Transcription Weekly vegetarian menu II
It is undoubtedly a worldwide trend to switch from a disordered diet to a vegetarian diet. This means that there is a high demand for creative and nutritious recipes to cover the variety of tastes of everyone who assumes this lifestyle. It is highly recommended to elaborate weekly menus to organize meals, keep track of logistics and carefully plan the distribution of food by calories and nutritional value.
For this, here we show you another proposal for a weekly vegetarian menu.
High-calorie foods: You should know, within the foods available in the vegetarian diet which are higher in number of calories compared to the rest. This is important if one of your purposes with the vegetarian diet is to lose weight. If so, you should try not to consume these foods more than twice a day.
Vegetable oils (Between 880-890 kcal per 100ml): olive oil, coconut oil, sunflower oil, rapeseed oil. Nuts (Between 550- 615 kcal per 100 grams): cashews, pistachios, hazelnuts, walnuts. Cereals (Between 350- 400 kcal per 100 grams).

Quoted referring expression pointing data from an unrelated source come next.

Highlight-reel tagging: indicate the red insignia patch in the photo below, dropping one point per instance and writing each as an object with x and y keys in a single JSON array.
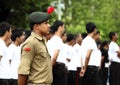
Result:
[{"x": 27, "y": 49}]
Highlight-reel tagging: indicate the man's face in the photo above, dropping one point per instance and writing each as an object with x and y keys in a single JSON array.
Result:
[
  {"x": 9, "y": 33},
  {"x": 44, "y": 28}
]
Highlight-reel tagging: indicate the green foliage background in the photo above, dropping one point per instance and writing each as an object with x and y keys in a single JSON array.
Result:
[{"x": 104, "y": 13}]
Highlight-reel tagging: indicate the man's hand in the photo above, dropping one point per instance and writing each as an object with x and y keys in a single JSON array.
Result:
[{"x": 82, "y": 72}]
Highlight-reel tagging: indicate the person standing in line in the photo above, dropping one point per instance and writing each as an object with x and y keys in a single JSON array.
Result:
[
  {"x": 5, "y": 35},
  {"x": 89, "y": 70},
  {"x": 71, "y": 75},
  {"x": 55, "y": 45},
  {"x": 18, "y": 37},
  {"x": 35, "y": 66},
  {"x": 104, "y": 62},
  {"x": 77, "y": 57},
  {"x": 114, "y": 57}
]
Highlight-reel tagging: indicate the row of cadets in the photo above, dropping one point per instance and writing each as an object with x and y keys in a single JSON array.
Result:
[{"x": 54, "y": 46}]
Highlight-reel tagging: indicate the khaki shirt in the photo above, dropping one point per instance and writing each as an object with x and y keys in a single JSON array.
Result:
[{"x": 35, "y": 60}]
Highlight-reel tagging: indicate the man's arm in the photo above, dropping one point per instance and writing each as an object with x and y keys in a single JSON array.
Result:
[
  {"x": 83, "y": 69},
  {"x": 22, "y": 79},
  {"x": 55, "y": 57},
  {"x": 118, "y": 52}
]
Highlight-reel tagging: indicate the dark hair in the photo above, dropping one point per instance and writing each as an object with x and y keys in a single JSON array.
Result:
[
  {"x": 104, "y": 43},
  {"x": 55, "y": 25},
  {"x": 4, "y": 27},
  {"x": 31, "y": 26},
  {"x": 84, "y": 35},
  {"x": 70, "y": 37},
  {"x": 90, "y": 26},
  {"x": 98, "y": 42},
  {"x": 111, "y": 34},
  {"x": 16, "y": 33}
]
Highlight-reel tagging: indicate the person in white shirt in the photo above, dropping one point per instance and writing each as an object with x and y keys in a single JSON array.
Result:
[
  {"x": 54, "y": 46},
  {"x": 5, "y": 35},
  {"x": 89, "y": 70},
  {"x": 114, "y": 57},
  {"x": 70, "y": 62},
  {"x": 14, "y": 51},
  {"x": 77, "y": 57}
]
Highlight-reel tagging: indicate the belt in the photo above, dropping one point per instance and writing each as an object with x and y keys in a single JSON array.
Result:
[{"x": 37, "y": 84}]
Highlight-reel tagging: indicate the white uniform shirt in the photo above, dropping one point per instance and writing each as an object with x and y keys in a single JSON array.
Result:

Weekly distribution: Monday:
- Breakfast: tomato omelet with whole wheat toast. Fruit juice.
- Mid-morning: Fruit salad.
- Lunch: Tempeh meatballs with tomato. Portion of apricot.
- Snack: Oatmeal and cinnamon cookies. Portion of bananas.
- Dinner: Quinoa with sautéed vegetables. Infusion to taste.
Tuesday:
- Breakfast: Coconut milk shake with pineapple and cinnamon. Toast with cherry tomatoes.
- Snack: Portion of cashew nuts with orange.
- Lunch: Vegan tempeh tacos with sautéed vegetables.
- Snack: Banana smoothie with oat milk.
- Dinner: Oriental soup with noodles. Infusion to taste.
Wednesday:
- Breakfast: Pistachio milkshake with unflavored vegetable milk. Rye toast with tomato.
- Mid-morning: Fruit of your choice.
- Lunch: Brown rice with sautéed vegetables. Fruit juice.
- Snack: Sweet oatmeal cookies with strawberries.
- Dinner: Green beans with tomato sauce. Infusion to taste.
Thursday:
- Breakfast: Oatmeal pancakes with banana and strawberries.
- Mid morning: Portion of hazelnuts.
- Lunch: Vegan hamburger with whole wheat bread and dressed vegetables. Fruit juice.
- Snack: Whole wheat crackers with avocado spread.
- Dinner: Baked cauliflower with grilled tempeh and vegetable salad. Infusion to taste.
Friday:
- Breakfast: Scrambled eggs with tomato and vegan cheese. Fruit juice.
- Mid morning: Portion of walnuts and oat milk.
- Lunch: Sautéed asparagus with brown rice. Grilled seitan. Portion of fruit.